Richard Burgess, 11.04.2021
The greatest destiny on our lives is the call to be like Jesus. Doesn’t matter your background or your role, it applies to all who come to know Christ. God has predestined each one to be like his Son, Jesus.
In part one we looked at the call to be like Jesus, in part two, the part that healing and deliverance plays in Christlikeness, part three, the importance of inviting Jesus into every room, in this blog we are looking at the importance of living a cruciform life in order to become like Jesus.
A cruciform life is a life shaped by the cross. The Christian life involves death and resurrection. It is an ongoing principle of the Christian life, a life where power is experienced in our weakness, something contrary to the way of this world. This is not positive confession. This is not about being my best self. This is not about self improvement or self preservation. Jesus said, “He who would save his life will lose it, he who loses his life for my sake will save it” (Matt 16:25) . Paul talked of dying daily so that the life of Christ might be manifest in us and through us “We always carry the death of Jesus in our body, so that the life of Jesus may also be displayed in our body” (2 Cor 4:10)
Dying to self. Many, if not most Christians, start out with two identities, theirs and Jesus, and the larger one tends to be theirs. It’s what we call the self-life. And if there’s one thing God wants to confront in our lives it’s the self-life. It stops the life of Jesus coming through. When everything is focused on the self we get disappointed, angry, wounded, frustrated… In order for new life to appear, self must die.
C. S. Lewis said in Mere Christianity, “But there must be a real giving up of the self. You must throw it away “blindly” so to speak. Christ will indeed give you a real personality: but you must not go to Him for the sake of that. As long as your own personality is what you are bothering about you are not going to Him at all. The very first step is to try to forget about the self altogether. Your real, new self (which is Christ’s and also yours, and yours just because it is His) will not come as long as you are looking for it. It will come when you are looking for Him.”
How many of us are concerned about our own personality? How many of us are only too aware of the self? How many bemoan our personality and spend time looking for a better one? Lewis’s words are so true, and need to be taken to heart.
Dying to a perfect world. This is more of a challenge for the perfectionists. Dying to a world where everything is all tickety boo, where everything is all nice, neat and tidy. Where everything happens at the right time, in the right way. The fact is we live in a war zone, and life in the Kingdom is messy. We live in the now and not yet, and you are part of it. Things happen when you don’t expect them. Trials come along uninvited, unplanned. You can wait for a better day, but it will never come until you learn to live in the now. The context of that most well known verse, “All things work together for good…” applies right here in our being predestined to be like Jesus (Rom 8:28). Trials will come, difficulties arise, how we respond to them will impact who we are.

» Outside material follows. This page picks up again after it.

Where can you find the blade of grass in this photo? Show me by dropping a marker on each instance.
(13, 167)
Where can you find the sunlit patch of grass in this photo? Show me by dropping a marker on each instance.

Dying to my agenda. Serving God is not something we do at our own convenience, when it fits my agenda. It involves cost. How often have we tried to manipulate God to our agendas, deciding what to do and asking God to bless it. It happened in scripture, it happens today. God is not there to serve us, we are here to serve him. Jesus left the glory of heaven and took on human flesh for us, more, he laid down his life for us on a rugged Roman cross – not one nicely planed and polished to make it more comfortable. Scripture says, “Let this mind be in you which was also in Christ Jesus…” (Phil 2:5-8) .
Resurrection. What we can be sure of is that in all of our dying to self, there will always be resurrection where we will experience the inflow and outlow of a different kind of life, a life filled with God.